Prior research has highlighted the therapeutic benefits of acute intermittent hypoxia (AIH) in enhancing motor performance after motor incomplete spinal cord injury and in able-bodied individuals. Although studies in rodents and humans indicate that AIH may facilitate motor excitability, the relationship between excitability changes and functional performance remains unclear. In addition, discrepancies in the effects of AIH on excitability in able-bodied individuals merit further investigation. Understanding the concurrent impact of repetitive AIH on voluntary activation and spinal reflex excitability may clarify the functional implications of AIH for muscle force production. High voluntary activation is vital for sustaining torque production during activities that require repeated muscle contractions. We hypothesized that repetitive AIH would attenuate decreases in both voluntary activation and maximum torque production typically observed during fatiguing contractions. To test this hypothesis, we examined the effects of four consecutive days of AIH on voluntary activation and torque generation during repeated maximal plantar flexion contractions. We assessed changes in voluntary activation using the central activation ratio by calculating the ratio of voluntary torque to the torque produced with supramaximal electrical stimulation. Consistent with our hypothesis, we show that repetitive AIH significantly increases both voluntary activation and peak torque during fatiguing contractions. We did not observe any changes in resting spinal reflex excitability or antagonist muscle coactivation during fatiguing contractions post-AIH. Together, these findings suggest that repetitive AIH reduces performance fatigability through enhanced descending neural drive. Optimizing voluntary activation is critical for facilitating the recovery of functional walking skills after neurological injury. This study shows that repetitive acute intermittent hypoxia (AIH) significantly increases both voluntary activation and peak torque during fatiguing lower limb contractions. However, resting spinal reflex excitability and antagonist muscle coactivation during fatiguing contractions did not change following repetitive AIH. Together, these observations indicate that repetitive AIH reduces performance fatigability through enhanced descending neural drive. These findings underscore the therapeutic potential of AIH for promoting motor recovery after neurological injury.

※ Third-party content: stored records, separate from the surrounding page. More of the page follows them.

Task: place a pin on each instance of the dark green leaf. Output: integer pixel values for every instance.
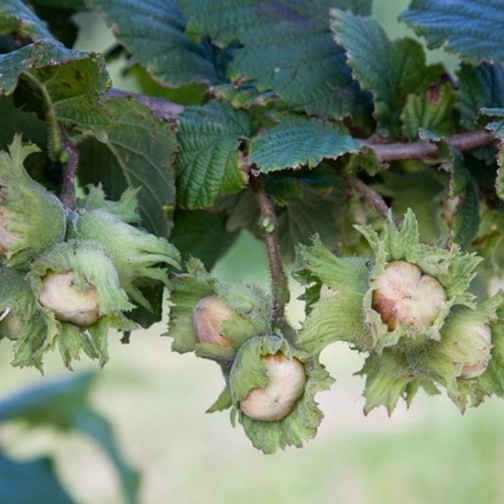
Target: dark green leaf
(209, 163)
(472, 29)
(432, 110)
(287, 48)
(478, 87)
(154, 32)
(295, 142)
(390, 70)
(134, 151)
(31, 481)
(201, 234)
(15, 120)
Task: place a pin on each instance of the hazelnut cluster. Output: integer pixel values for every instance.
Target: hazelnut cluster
(68, 276)
(410, 309)
(270, 384)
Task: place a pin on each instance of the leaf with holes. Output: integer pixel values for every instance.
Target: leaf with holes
(135, 150)
(209, 163)
(295, 142)
(154, 32)
(287, 48)
(390, 70)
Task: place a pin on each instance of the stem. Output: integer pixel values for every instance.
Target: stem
(269, 231)
(60, 147)
(68, 196)
(164, 109)
(160, 107)
(421, 150)
(55, 142)
(372, 198)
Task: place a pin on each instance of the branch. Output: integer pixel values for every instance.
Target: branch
(161, 108)
(421, 150)
(269, 229)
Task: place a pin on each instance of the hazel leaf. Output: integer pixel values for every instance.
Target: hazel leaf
(296, 142)
(285, 47)
(209, 164)
(469, 29)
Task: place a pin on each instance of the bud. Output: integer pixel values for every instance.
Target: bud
(136, 254)
(402, 293)
(208, 315)
(78, 283)
(31, 218)
(286, 383)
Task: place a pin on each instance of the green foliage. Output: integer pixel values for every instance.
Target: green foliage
(60, 404)
(470, 29)
(301, 121)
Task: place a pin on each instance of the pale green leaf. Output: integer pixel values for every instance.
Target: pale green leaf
(470, 28)
(465, 216)
(133, 151)
(295, 142)
(390, 70)
(201, 234)
(209, 163)
(287, 48)
(154, 32)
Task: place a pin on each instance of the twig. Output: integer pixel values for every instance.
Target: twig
(372, 198)
(269, 231)
(164, 109)
(68, 197)
(421, 150)
(161, 108)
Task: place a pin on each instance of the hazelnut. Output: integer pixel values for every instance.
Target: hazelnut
(208, 315)
(286, 385)
(403, 293)
(69, 303)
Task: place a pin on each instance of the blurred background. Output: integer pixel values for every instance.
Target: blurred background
(156, 402)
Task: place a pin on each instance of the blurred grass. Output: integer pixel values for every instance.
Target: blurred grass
(156, 401)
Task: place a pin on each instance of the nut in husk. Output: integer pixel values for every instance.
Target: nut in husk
(286, 383)
(403, 293)
(208, 315)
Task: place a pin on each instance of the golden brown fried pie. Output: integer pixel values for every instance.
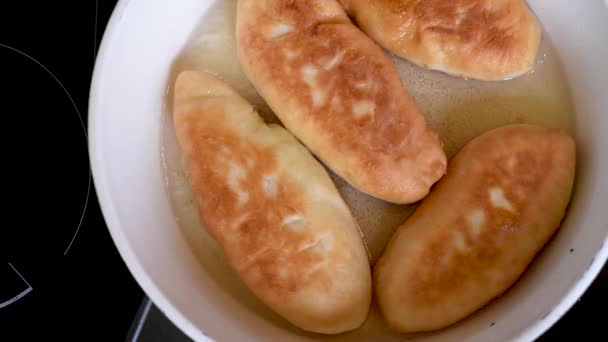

先前的研究已经强调了急性间歇性低氧(AIH)在增强运动不完全性脊髓损伤后和健全个体的运动表现方面的治疗益处。尽管啮齿动物和人类的研究表明 AIH 可能促进运动兴奋性,但兴奋性变化与功能表现之间的关系仍不清楚。此外,AIH 对健全个体兴奋性的影响存在差异,值得进一步研究。了解重复 AIH 对自愿激活和脊髓反射兴奋性的并发影响,可能有助于阐明 AIH 对肌肉力量产生的功能意义。高自愿激活对于维持在需要反复肌肉收缩的活动中产生扭矩至关重要。我们假设,重复 AIH 将减轻疲劳收缩期间通常观察到的自愿激活和最大扭矩产生的降低。为了验证这一假设,我们检查了连续四天 AIH 对重复最大足底屈曲收缩期间自愿激活和扭矩产生的影响。我们通过计算自愿扭矩与最大电刺激产生的扭矩之比,用中枢激活比来评估自愿激活的变化。与我们的假设一致,我们表明,重复 AIH 显著增加了疲劳收缩期间的自愿激活和峰值扭矩。我们没有观察到 AIH 后疲劳收缩期间静息脊髓反射兴奋性或拮抗肌共激活的任何变化。总之,这些发现表明,重复 AIH 通过增强下行神经驱动来降低运动疲劳性。优化自愿激活对于促进神经损伤后功能行走技能的恢复至关重要。本研究表明,重复急性间歇性低氧(AIH)显著增加了疲劳下肢收缩期间的自愿激活和峰值扭矩。然而,重复 AIH 后疲劳收缩期间静息脊髓反射兴奋性和拮抗肌共激活没有变化。综上所述,这些观察结果表明,重复 AIH 通过增强下行神经驱动来降低运动疲劳性。这些发现突出了 AIH 在促进神经损伤后运动恢复方面的治疗潜力。